And with a good indicator holder
Its possible the "as cast" painted,rounded surfaces of a press won't offer a good surface for a magnetic base or a clamp type indicator holder to work.
Some presses are aluminum. If you look at where the structural strength of your press is,you can find a place to drill and tap a 1/4 20 or 10-24 hole in your press casting.
You can then take a piece of stock,like maybe 1/2 by 1/8th cold rolled,or,what you have,do a little bending and drilling to make a bracket that you can attach to the drilled and tapped hole(s) and your indicator back. You can design one that will hold your indicator in optimum position.
If you re-enforce your bench top with plate of cold rolled under your press,you have a flat,secure spot for a magnetic base.
Point is,if you have an indicator,there are MANY ways it can be used.
Machinists "tram" the head of a mill square,perpendicular to the table by sweeping the mill table with an indicator mounted to the spindle.
They square a vise by traveling the table with an indicator on the fixed jaw.

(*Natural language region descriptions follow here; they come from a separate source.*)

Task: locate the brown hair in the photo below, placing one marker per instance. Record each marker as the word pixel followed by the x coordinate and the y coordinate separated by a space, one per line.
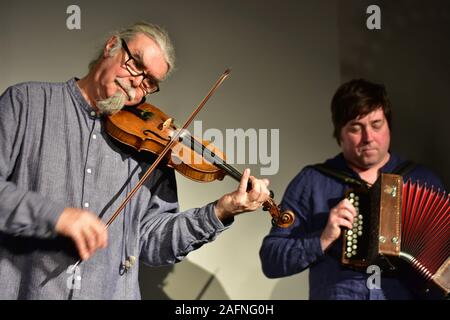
pixel 356 98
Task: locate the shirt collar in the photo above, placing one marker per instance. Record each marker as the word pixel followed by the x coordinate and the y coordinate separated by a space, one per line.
pixel 76 92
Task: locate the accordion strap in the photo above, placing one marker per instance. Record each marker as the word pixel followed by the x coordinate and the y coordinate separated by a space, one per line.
pixel 402 169
pixel 340 175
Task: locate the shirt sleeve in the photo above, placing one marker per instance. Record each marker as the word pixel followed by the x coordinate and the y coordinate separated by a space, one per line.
pixel 287 251
pixel 22 212
pixel 167 235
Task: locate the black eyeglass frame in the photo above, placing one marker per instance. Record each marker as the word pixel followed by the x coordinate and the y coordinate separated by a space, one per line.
pixel 143 74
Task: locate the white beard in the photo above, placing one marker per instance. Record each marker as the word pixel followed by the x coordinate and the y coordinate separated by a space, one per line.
pixel 116 102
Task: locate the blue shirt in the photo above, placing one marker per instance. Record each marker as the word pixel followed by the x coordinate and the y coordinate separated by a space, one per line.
pixel 287 251
pixel 55 153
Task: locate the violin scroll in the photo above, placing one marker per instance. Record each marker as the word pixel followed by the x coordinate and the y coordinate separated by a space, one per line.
pixel 282 219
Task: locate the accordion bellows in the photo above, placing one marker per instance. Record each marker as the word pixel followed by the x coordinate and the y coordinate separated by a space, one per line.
pixel 401 221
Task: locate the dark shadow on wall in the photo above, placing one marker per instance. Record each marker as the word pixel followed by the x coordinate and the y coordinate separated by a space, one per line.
pixel 191 281
pixel 291 288
pixel 409 54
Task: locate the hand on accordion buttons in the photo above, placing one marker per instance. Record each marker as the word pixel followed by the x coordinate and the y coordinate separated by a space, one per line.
pixel 341 216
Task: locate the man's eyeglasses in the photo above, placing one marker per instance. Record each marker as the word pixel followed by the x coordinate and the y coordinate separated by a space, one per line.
pixel 149 84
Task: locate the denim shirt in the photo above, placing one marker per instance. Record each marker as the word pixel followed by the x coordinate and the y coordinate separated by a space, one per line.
pixel 55 153
pixel 287 251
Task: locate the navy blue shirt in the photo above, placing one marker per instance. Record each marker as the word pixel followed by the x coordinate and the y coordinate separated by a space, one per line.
pixel 287 251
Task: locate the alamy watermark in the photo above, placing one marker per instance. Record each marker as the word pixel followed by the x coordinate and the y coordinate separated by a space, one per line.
pixel 373 22
pixel 73 21
pixel 251 146
pixel 374 280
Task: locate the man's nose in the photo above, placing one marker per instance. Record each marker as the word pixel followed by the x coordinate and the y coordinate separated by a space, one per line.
pixel 136 81
pixel 367 135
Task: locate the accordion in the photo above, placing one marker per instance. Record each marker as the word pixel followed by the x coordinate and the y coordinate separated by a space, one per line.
pixel 401 227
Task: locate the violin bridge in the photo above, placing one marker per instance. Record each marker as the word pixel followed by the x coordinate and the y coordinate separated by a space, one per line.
pixel 166 124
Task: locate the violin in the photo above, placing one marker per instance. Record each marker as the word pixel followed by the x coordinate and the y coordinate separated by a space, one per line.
pixel 147 128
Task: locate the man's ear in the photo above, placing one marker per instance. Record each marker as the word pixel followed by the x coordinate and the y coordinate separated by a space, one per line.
pixel 110 44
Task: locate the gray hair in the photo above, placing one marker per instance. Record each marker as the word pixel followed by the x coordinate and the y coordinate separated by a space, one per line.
pixel 154 32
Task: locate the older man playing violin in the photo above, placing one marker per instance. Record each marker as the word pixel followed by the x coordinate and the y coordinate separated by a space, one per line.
pixel 62 177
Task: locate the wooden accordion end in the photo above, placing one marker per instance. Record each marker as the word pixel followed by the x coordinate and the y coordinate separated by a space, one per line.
pixel 401 225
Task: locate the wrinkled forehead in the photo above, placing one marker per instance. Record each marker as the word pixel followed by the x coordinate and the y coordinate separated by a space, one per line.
pixel 148 55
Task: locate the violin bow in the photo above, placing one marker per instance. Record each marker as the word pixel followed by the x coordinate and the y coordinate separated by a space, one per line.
pixel 163 153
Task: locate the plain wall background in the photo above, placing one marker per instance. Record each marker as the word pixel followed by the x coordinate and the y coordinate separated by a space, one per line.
pixel 287 59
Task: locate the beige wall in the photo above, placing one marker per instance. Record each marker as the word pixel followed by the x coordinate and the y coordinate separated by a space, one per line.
pixel 286 59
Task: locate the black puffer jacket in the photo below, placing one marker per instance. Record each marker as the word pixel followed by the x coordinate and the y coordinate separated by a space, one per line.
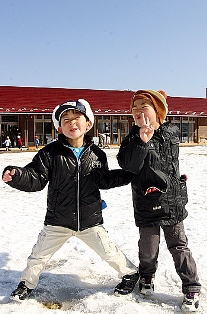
pixel 155 164
pixel 73 186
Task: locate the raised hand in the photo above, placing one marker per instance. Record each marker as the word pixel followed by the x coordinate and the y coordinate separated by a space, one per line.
pixel 146 130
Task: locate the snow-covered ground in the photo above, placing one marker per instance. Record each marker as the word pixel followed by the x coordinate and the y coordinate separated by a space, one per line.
pixel 76 279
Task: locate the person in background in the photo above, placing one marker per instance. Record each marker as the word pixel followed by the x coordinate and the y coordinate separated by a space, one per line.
pixel 151 152
pixel 75 169
pixel 36 142
pixel 7 143
pixel 19 141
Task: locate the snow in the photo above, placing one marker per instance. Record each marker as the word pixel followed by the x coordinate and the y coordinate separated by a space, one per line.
pixel 76 278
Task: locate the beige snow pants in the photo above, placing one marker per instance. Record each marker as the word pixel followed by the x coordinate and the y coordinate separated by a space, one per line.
pixel 51 238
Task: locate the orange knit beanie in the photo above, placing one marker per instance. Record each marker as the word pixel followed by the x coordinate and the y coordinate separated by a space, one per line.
pixel 157 98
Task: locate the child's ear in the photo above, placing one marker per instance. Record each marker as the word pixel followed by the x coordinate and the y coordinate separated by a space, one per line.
pixel 60 129
pixel 89 125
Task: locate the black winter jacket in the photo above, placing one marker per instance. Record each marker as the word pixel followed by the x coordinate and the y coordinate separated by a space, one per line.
pixel 73 199
pixel 155 164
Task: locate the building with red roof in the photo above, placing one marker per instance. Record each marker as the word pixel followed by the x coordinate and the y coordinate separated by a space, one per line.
pixel 28 110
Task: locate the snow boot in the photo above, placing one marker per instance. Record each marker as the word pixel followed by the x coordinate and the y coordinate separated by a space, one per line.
pixel 21 292
pixel 146 286
pixel 127 284
pixel 190 302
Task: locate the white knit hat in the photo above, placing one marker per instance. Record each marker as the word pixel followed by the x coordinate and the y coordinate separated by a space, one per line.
pixel 80 105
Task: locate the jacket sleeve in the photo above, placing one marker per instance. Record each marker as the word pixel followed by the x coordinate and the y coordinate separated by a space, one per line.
pixel 34 176
pixel 115 178
pixel 132 152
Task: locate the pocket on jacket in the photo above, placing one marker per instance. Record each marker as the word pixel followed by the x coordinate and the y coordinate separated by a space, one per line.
pixel 183 190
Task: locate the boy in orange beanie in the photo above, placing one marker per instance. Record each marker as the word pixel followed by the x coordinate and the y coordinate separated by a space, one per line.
pixel 150 152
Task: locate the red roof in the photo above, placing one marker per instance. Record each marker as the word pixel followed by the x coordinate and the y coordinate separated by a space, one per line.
pixel 44 99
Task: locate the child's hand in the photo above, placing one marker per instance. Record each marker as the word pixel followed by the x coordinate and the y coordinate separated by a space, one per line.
pixel 146 131
pixel 7 176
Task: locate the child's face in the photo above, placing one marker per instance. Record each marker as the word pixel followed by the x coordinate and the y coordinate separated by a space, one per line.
pixel 74 124
pixel 144 107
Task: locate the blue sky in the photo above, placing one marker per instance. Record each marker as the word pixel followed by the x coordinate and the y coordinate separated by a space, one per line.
pixel 105 44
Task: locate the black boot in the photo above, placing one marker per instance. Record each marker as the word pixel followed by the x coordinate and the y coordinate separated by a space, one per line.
pixel 21 292
pixel 127 285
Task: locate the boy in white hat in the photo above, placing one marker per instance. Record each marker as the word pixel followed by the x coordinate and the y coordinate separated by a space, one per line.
pixel 150 152
pixel 75 169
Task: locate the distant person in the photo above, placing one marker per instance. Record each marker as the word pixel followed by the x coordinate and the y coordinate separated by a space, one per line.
pixel 150 152
pixel 19 141
pixel 7 143
pixel 76 169
pixel 36 142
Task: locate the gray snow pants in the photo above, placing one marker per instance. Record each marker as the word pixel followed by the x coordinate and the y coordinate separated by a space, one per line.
pixel 177 244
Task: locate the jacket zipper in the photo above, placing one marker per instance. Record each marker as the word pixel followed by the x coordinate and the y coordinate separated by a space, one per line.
pixel 78 195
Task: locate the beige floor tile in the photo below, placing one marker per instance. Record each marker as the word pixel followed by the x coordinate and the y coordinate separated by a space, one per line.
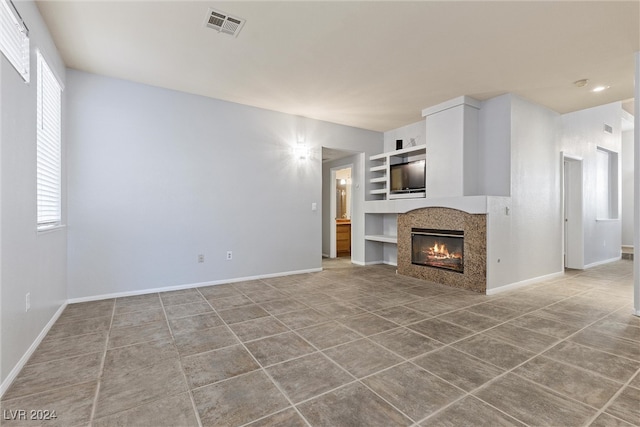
pixel 185 310
pixel 496 352
pixel 86 310
pixel 609 344
pixel 302 318
pixel 198 341
pixel 181 297
pixel 458 368
pixel 123 360
pixel 406 343
pixel 286 418
pixel 337 409
pixel 468 319
pixel 581 385
pixel 606 364
pixel 444 332
pixel 67 406
pixel 195 323
pixel 241 314
pixel 167 412
pixel 119 393
pixel 59 373
pixel 53 349
pixel 520 337
pixel 328 334
pixel 308 376
pixel 471 412
pixel 368 324
pixel 402 315
pixel 362 357
pixel 414 391
pixel 79 327
pixel 238 400
pixel 278 348
pixel 626 406
pixel 258 328
pixel 213 366
pixel 136 334
pixel 533 404
pixel 126 320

They locate over a diameter by putting an indicator on the hole or pin and rotating the spindle.
In a lathe,we tune runout out of a 4-jaw chucked round part with an indicator.
A clever guy can actually set up parts pretty accurately in a drill press using a piece of wire chucked in the spindle like a crude indicator. You can sweep the table to square it. You can center up on a feature by bending the wire to nearly touch the feature,then turn the spindle 180 deg. Move your workpiece 1/2 the space between the wire and the part. Repeat. Just as with a sight picture,your eye can center a small gap very accurately.Add a jewelers loupe,
You might position to .002 or .003 pretty easily.
Its about seeing where one would be useful.